Though Roquet makes a compelling case that a subtractivist reading elucidates both the strategy of the ambient media consumer and the general public's response to the trauma of postwar Japan, at times it feels like he is avoiding, rather than addressing, the relationship the use of the media might have to religious practice. He compares some of the values of a subtractivist attitude with the Buddhist notion of impermanence (mujō) but other than that, dedicates very little attention to how some of his creative theoretical contributions could be used to in these discourses and vice-versa. At times, Roquet's descriptions of the socially adaptive side to ambient subjectivation that “affords engagement with a wider range of environments and people, enabling movement through a diverse and complex world” (83) seems reminiscent of many tenets of Mahayana Buddhism.The book, however, covers a lot of ground and still manages to dedicate a portion of its final chapter to an overview of the limits of ambient media as a method for direct social critique and political mobilization.
Ambient Media may intend to present a balanced view of the healing potential of ambient media as well as its more doubtful aspects, but by and large the study favours presenting the positives; Roquet admits that his book is just the beginning of engagement with the topic.
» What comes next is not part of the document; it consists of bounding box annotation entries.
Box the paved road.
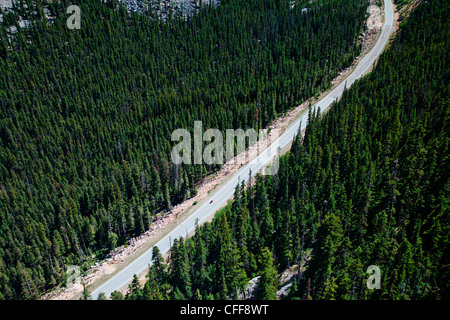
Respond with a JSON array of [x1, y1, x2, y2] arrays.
[[91, 0, 394, 299]]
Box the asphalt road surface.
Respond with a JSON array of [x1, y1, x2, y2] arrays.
[[91, 0, 394, 300]]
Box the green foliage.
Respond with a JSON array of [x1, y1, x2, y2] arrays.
[[127, 1, 450, 300], [0, 0, 367, 299]]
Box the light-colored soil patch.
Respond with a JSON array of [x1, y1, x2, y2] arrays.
[[41, 3, 394, 300]]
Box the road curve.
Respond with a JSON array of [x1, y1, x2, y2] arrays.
[[91, 0, 394, 299]]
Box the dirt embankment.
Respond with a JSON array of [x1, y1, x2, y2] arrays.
[[41, 1, 388, 300]]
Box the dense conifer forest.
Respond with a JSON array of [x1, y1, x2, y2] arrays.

What Ambient Media achieves is the construction of a clear, contemporary history of the topic while addressing the inherently double-edged possibilities such a history creates for interpretation. Ambient Media will be a valuable resource to any interested in the contemporary relationship between media and its consumers, as well as those studying Japanese film and literature, for the unique insights offered in Chapters Five and Six on Haruki Murakami and the allure of ambient literature.